When is a work a forgery or a legitimate original, a parody or an homage? These are questions raised by the German multi-media artist Christian Jankowski’s new show, Neue Malerei (New Painting), which runs until 12 May at the Berlin auction house Grisebach.
The show questions ideas of authorship and market value, through a series of paintings by copyists in Shenzhen, China, whom Jankowski commissioned to produce works which are eerily similar in composition to famous paintings by Caravaggio, Hockney, Rembrandt, Van Gogh and Richter, among others. But instead of being exact copies, the scenes are composed of found images that Jankowski took from online sites such as BoredPanda.com.
The works are priced from €9,000-€55,000 and sales proceeds will be split 50/50 between Grisebach and the artist, who is represented by Berlin’s CFA gallery, which also worked closely on the show.

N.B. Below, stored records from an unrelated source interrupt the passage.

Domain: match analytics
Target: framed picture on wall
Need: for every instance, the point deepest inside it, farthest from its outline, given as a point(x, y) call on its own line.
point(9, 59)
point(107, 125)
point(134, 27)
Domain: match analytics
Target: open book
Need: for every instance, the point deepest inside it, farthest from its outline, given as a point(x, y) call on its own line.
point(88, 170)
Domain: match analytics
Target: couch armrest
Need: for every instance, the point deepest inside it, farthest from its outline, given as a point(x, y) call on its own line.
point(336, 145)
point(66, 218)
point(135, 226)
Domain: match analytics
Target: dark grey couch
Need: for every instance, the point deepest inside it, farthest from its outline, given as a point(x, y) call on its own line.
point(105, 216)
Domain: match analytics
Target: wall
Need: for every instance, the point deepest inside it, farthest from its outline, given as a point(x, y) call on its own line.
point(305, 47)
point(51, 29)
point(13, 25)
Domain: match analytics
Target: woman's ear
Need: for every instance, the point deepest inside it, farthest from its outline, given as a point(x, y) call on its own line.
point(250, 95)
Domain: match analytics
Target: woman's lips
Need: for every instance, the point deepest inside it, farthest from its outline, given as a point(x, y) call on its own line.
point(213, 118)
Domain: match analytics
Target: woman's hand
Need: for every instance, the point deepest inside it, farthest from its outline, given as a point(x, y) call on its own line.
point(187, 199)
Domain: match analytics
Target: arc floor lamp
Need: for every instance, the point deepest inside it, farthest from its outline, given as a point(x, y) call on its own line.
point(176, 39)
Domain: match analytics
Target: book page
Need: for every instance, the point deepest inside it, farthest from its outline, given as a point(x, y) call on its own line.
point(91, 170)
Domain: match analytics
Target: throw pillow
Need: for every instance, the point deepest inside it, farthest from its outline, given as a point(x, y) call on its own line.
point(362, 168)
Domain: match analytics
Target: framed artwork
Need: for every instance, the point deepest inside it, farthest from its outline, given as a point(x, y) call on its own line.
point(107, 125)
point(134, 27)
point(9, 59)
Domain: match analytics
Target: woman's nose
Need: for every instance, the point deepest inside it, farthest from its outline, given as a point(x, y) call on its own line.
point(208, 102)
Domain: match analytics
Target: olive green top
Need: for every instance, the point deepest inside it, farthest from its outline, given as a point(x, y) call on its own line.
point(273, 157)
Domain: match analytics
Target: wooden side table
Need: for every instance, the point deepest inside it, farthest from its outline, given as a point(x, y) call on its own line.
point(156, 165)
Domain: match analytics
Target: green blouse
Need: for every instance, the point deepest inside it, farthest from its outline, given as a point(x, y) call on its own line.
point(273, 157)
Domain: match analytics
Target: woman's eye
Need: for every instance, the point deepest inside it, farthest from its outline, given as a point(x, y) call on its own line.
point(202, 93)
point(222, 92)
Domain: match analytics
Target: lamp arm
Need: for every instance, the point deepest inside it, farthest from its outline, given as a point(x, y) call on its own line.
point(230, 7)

A painting apeing Edouard Manet’s Dejeuner sur L’herbe has already sold for €28,000, while a more politically-correct version of Balthus’s Thérèse Dreaming (the subject of recent controversy at The Metropolitan Museum of Art) is still available for €20,000.
This is not the first time that Grisebach has collaborated with an artist to sell their work—last year it hosted an exhibition devoted to Mary Bauermeister, one of the co-founders of Fluxus. Jankowski is also not new to working directly with auction houses—in 2009 he organised a tongue-in-cheek performance at Christie’s, titled Strip the Auctioneer, in which the auctioneer sold off how own artist's clothes (taking them off as they were auctioned) and eventually even his hammer.